Did any of you grow up in a toxic or unstable home as a kid? How did you actually deal with it, or move past it?
Looking back, home wasn’t calm growing up. Constant fighting between my parents, things a kid shouldn’t really be exposed to. I don’t even fully know whose fault it is, honestly, and part of me hesitates to blame either of them completely, because I’ve also watched both of them work hard for me despite everything falling apart between them. That contradiction is confusing on its own, seeing people cause you pain and also genuinely try for you at the same time. I’ve started noticing it in myself now, more impatience than I think I should have, reacting harder to small things than the situation probably calls for. It’s like some of that environment got wired into me without me even realizing it until recently.
I’m not asking for sympathy, I’m asking because I know I’m not the only one who’s grown up like this, and I’d genuinely like to know how people actually worked through it, not just survived it, but actually became calmer, steadier versions of themselves afterward.
A few things I’m curious about:
Did you notice the effects on yourself right away, or did it take years to even recognize the pattern?
Was there a specific turning point, therapy, a relationship, distance from the situation, or was it more gradual than that?
Does it ever fully go away, or does it just become something you manage better over time?
Genuinely trying to understand this instead of just carrying it forward without realizing it. Appreciate any real experiences you’re willing to share.
[[[[Sometimes I catch myself wondering what it would’ve actually felt like to grow up in a genuinely happy, peaceful family. Hard to even imagine it sometimes, since it’s not something I ever really got to experience firsthand._]]]]


I have complicated feelings about my upbringing. I am a Pakistani American that grew up in a Midwestern suburb. My dad’s family has anger problems. My dad used to beat the hell out of me and my brother. My mom was a young mom of 2 angry boys, so she yelled and hit us too. My aunt’s and uncles on my dad’s side had anger problems and my uncle’s used to hit me and my brother too.
I used to get into a lot of fights as a kid. I got suspended from school once for beating up a kid. I broke a million things as a kid. My brother and I got into a million fights.
But at the same time, my parents bought every book, video game, computer, whatever. My parents are both very educated and their parents were very educated. We had access to every educational thing you could ever hope for. I was always ahead of my classmates in school. My dad bought an rc helicopter and tore the engine out with me to install in a model car. I had build your own alarm clock kits, build your own radio kits, grow your own bacteria petri dish kits. I learned multiplication tables a full year ahead of my classmates. I was always a straight A student without trying. I got into college with enough AP credits to graduate in 2 years. I grew up to be a doctor and my brother is an engineer. My sister is also a doctor.
My mom had to sit me down when I was 14 to explain to me that if I kept fighting kids, I was going to end up in jail.
As a young adult, I felt like a failure and I was always angry at myself. I hated everything I used to do. I once was too aggressive with a girl in high school. I didn’t know that the world was not as angry as the house I grew up in.
I still carry the anger around with me. I haven’t gotten into a fight since high school, but I still think about it all the time. I don’t yell at people, but I want to. I’ve gotten really good at controlling it.
I finally went to therapy 7 years ago. Just to sort through all my feelings and all the problems. My mom offered to pay for it. It was the best thing she’s ever done for me.
I was given every advantage you could ever hope to give your children, but I also inherited the temper that makes it feel sometimes like I’m a psychopath.
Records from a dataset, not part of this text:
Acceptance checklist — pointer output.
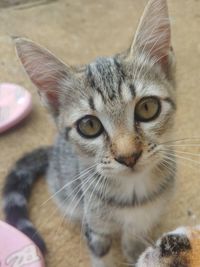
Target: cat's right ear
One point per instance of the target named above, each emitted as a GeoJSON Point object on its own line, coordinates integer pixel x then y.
{"type": "Point", "coordinates": [44, 70]}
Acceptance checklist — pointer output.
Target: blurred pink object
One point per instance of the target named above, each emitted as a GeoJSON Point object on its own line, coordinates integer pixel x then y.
{"type": "Point", "coordinates": [15, 105]}
{"type": "Point", "coordinates": [17, 250]}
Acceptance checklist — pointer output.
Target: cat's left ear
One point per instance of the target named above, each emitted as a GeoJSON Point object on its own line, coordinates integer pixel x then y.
{"type": "Point", "coordinates": [153, 36]}
{"type": "Point", "coordinates": [46, 71]}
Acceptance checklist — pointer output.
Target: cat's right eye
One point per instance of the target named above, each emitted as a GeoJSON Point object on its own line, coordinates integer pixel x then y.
{"type": "Point", "coordinates": [89, 127]}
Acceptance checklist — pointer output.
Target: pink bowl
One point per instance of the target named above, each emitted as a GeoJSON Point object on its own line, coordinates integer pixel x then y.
{"type": "Point", "coordinates": [17, 250]}
{"type": "Point", "coordinates": [15, 105]}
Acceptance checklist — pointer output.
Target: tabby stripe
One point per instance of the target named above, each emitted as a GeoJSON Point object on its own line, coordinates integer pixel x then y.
{"type": "Point", "coordinates": [170, 101]}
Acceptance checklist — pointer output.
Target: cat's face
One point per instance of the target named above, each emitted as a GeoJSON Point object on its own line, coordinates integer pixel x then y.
{"type": "Point", "coordinates": [120, 120]}
{"type": "Point", "coordinates": [117, 110]}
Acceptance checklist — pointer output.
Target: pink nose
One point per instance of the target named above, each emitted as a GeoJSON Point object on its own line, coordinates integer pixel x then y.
{"type": "Point", "coordinates": [129, 161]}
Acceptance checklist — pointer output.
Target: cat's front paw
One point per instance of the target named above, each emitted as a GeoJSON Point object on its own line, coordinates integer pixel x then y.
{"type": "Point", "coordinates": [170, 250]}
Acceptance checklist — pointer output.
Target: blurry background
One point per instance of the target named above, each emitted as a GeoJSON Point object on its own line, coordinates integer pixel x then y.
{"type": "Point", "coordinates": [77, 32]}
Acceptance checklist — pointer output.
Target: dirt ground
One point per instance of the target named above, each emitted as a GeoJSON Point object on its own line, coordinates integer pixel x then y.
{"type": "Point", "coordinates": [78, 31]}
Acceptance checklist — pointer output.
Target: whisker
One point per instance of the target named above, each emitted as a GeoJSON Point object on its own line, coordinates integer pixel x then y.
{"type": "Point", "coordinates": [86, 171]}
{"type": "Point", "coordinates": [179, 140]}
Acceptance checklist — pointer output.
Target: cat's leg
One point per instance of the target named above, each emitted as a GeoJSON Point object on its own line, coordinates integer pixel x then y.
{"type": "Point", "coordinates": [100, 246]}
{"type": "Point", "coordinates": [132, 246]}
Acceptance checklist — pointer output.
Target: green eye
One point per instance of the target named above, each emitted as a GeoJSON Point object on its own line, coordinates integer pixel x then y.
{"type": "Point", "coordinates": [147, 109]}
{"type": "Point", "coordinates": [89, 127]}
Therapy was the thing that finally helped me move past all the complicated feelings. Your parents can only do what they know how to do. They can only model behavior that was modelled to them. They love you and they tried their best. But sometimes their best isn’t the best thing for you. Life is weird like that sometimes. When you learn enough about the world, you get to decide if you’re going to carry that baggage for the rest of your life or if you’re going to do something about it. Most people decide to carry it forever, but you don’t have to.